Al convegno che si terrà ad Hannover, il 21 e 22 gennaio, i delegati dovranno scegliere dunque se incoronare Röttgen, il quale vuole che la Cdu «torni ad essere un Volkspartei», un partito popolare. O piuttosto fidarsi del febbrile e a volte persino reazionario Friedrich Merz. Che ha compiuto 66 anni, ed è stato l’ex capo frazione parlamentare della Cdu prima di diventare manager del gruppo finanziario Blackrock (e di altre imprese). Ora ci riprova per la terza volta a conquistare l’ambito incarico nella Cdu. Nel partito tutti sanno che è lui – non Röttgen e tantomeno Braun – l’anti-Merkel per antonomasia. Di posizioni liberali o progressiste in Merz non c’è nemmeno l’ombra. Eppure non pochi, specie in un passaggio della Cdu all’opposizione, vedono in questo coriaceo politico-manager il perfetto traghettatore in una delle fasi più critiche della Cdu. Perché lui, come ha titolato «Der Spiegel» «è il contrario di Scholz e veleno per la Fdp». Il terrore della prossima «coalizione semaforo» al Governo di Berlino, la coalizione di Spd, verdi e liberali, e in particolare del futuro ministro delle Finanze Christian Lindner, il capo dei liberali, è lui, il conservatore Merz. Che di sicuro è il più facoltoso deputato della Cdu, ed uno dei pochi nel partito ad avere non solo il dono della favella sciolta ma anche il gusto della provocazione, con le sue acri battute sugli omosessuali o contro la parità dei sessi ai vertici della Cdu.

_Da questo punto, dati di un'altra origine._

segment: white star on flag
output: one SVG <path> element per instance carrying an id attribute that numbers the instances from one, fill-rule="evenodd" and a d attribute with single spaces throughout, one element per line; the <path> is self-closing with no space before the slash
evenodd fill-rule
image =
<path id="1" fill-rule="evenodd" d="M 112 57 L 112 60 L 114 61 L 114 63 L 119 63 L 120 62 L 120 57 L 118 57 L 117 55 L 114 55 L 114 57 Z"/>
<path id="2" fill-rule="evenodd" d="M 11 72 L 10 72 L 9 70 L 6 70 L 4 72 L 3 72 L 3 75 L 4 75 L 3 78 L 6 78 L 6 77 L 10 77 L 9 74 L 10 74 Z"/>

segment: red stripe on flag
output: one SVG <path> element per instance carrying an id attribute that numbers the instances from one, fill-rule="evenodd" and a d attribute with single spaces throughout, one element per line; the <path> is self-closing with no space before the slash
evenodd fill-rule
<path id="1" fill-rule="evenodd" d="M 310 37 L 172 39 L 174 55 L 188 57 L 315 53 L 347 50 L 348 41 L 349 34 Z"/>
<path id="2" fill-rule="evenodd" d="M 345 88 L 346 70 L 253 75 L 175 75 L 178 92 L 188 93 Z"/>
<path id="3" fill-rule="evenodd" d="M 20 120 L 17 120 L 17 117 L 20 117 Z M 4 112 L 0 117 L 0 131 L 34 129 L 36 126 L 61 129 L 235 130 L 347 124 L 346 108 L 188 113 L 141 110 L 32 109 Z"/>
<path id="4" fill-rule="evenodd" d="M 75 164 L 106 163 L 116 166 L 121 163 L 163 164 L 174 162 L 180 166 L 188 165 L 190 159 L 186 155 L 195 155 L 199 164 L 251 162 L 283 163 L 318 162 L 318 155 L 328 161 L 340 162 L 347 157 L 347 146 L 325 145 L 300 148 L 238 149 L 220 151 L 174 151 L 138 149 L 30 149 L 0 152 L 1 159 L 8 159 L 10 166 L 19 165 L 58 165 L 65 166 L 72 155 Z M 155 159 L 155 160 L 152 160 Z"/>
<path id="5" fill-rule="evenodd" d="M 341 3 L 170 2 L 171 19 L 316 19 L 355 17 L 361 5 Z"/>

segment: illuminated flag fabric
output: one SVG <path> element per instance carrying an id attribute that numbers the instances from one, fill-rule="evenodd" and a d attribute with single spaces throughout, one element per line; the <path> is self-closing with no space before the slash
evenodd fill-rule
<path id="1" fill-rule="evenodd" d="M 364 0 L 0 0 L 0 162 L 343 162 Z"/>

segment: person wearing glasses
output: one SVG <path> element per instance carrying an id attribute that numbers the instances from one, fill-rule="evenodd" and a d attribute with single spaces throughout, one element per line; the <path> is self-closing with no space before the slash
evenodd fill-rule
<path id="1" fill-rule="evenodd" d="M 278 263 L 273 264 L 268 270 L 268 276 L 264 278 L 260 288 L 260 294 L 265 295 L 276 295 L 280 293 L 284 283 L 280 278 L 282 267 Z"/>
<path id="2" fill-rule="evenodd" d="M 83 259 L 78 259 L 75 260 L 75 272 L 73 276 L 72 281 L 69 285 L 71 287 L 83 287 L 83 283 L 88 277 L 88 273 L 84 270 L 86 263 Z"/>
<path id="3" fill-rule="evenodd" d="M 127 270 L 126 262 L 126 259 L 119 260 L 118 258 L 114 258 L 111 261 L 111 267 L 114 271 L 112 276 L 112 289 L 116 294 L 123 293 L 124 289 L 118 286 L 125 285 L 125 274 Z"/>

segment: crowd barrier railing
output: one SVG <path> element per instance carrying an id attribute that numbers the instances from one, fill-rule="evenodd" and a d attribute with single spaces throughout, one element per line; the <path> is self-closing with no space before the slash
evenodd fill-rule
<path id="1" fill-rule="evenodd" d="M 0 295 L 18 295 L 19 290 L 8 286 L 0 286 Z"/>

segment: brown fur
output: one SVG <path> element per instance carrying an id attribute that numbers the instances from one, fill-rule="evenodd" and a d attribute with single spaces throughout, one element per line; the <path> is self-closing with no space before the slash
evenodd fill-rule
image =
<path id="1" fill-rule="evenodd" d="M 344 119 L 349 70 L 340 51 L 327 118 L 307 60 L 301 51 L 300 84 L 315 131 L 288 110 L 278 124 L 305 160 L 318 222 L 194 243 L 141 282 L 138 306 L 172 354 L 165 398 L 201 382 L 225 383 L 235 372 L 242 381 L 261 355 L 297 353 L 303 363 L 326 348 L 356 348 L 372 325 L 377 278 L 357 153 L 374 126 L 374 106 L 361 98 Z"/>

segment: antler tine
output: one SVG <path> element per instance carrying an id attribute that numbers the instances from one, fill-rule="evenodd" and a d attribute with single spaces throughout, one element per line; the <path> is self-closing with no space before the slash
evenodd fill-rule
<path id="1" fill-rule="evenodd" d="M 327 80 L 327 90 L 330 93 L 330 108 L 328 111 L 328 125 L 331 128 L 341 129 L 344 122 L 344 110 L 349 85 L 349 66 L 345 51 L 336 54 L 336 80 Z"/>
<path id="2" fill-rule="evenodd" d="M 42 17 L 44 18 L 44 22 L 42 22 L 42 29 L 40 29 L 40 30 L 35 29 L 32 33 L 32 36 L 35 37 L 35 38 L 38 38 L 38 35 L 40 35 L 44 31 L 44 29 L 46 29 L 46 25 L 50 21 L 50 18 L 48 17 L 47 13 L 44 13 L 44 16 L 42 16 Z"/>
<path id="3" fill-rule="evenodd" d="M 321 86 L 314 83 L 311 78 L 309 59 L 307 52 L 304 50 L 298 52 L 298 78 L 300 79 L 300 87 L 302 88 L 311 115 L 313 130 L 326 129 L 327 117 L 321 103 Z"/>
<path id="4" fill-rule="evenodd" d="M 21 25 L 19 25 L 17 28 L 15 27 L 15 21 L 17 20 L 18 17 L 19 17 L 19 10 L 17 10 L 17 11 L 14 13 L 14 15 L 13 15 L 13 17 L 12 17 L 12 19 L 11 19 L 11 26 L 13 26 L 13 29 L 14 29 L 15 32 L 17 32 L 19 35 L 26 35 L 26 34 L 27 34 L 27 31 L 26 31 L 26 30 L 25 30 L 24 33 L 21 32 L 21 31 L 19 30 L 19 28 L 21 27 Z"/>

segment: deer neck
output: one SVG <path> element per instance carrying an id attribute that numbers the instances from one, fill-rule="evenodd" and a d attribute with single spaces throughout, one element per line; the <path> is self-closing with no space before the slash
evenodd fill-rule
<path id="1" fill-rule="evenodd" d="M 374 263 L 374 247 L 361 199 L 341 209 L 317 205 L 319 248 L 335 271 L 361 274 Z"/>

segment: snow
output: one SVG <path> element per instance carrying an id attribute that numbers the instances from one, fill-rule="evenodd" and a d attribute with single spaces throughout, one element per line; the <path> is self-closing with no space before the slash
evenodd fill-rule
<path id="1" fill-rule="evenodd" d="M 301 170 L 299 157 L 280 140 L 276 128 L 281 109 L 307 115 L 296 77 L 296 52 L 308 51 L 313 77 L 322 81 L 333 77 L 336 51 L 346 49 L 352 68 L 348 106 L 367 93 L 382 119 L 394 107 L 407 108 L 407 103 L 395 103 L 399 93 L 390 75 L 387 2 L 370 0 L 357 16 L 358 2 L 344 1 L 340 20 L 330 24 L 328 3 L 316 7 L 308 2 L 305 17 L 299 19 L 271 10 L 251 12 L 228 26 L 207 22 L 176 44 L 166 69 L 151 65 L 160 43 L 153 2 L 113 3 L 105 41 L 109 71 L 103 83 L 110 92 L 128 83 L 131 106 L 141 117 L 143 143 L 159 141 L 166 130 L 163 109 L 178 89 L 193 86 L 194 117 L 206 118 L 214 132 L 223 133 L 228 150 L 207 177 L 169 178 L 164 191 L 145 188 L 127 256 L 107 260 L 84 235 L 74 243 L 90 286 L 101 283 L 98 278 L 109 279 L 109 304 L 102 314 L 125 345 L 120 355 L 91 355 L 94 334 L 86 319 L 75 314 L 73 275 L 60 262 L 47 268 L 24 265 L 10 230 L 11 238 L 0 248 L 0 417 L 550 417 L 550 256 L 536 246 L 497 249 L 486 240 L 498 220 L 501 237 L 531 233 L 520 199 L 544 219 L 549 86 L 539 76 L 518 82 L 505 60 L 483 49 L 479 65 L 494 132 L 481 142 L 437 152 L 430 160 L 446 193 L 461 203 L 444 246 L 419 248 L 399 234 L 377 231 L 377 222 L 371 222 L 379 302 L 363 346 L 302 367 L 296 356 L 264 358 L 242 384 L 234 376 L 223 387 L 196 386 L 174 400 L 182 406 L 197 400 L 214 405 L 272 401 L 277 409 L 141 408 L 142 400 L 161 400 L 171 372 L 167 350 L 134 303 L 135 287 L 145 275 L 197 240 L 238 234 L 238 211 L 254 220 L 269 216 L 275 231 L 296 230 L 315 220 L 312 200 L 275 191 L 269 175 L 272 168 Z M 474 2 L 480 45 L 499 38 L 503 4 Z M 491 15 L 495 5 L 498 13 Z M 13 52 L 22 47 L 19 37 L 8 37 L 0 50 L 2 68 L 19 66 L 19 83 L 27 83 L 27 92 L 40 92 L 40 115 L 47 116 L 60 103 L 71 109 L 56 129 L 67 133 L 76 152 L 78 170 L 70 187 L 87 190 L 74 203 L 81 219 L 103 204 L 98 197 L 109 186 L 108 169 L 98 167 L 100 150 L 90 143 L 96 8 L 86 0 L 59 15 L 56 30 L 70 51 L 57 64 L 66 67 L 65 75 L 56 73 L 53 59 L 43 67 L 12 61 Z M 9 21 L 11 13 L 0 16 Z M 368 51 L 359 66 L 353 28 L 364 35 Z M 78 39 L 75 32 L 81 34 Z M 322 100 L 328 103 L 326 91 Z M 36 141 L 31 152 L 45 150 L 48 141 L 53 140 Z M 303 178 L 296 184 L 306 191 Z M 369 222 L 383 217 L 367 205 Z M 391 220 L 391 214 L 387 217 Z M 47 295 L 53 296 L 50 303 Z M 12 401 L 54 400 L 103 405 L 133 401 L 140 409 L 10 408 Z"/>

Più che ripescare voti al centro della società il mirino di Merz è puntato contro l’Afd, la forza d’estrema destra che alle politiche di settembre ha risucchiato il 10 per cento dei voti. «Abbiamo sottovalutato il problema dell’estremismo di destra», dice Merz. L’altro leitmotiv su cui torna spesso e volentieri è che «abbiamo sottovalutato anche il problema dell’immigrazione illegale». Alle donne del partito il suo stile da macho piace poco. Ma con quel suo fare brachiale è il beniamino della Junge union, l’associazione giovanile del partito. Con un Friedrich Merz al timone della Cdu poi anche Markus Söder, l’altro coriaceo presidente bavarese della Csu, sempre così mordace contro il debole Laschet, avrebbe qualche difficoltà. Come vedono dunque i tedeschi questo braccio di ferro fra Röttgen e Merz? Chi dei due spunterà la carica di presidente? Dipende. Sondaggi dicono che circa il 26 per cento dei tedeschi preferisce l’anima liberale del più posato Röttgen. E solo il 23 per cento si dichiara a favore del più brusco Merz. All’interno della Cdu, al contrario, il 37 per cento è più propenso ad affidarsi a Merz, e solo il 24 per cento vuole lasciarsi guidare da Röttgen. Come detto solo a fine gennaio, ad Hannover, sapremo chi salirà sul trono. Per ora un’unica cosa è sicura: se tra qualche giorno i tedeschi tornassero a votare ridarebbero alla Spd di Scholz il 26 per cento dei voti. E alla Cdu che fu di Angela Merkel appena il 22 per cento.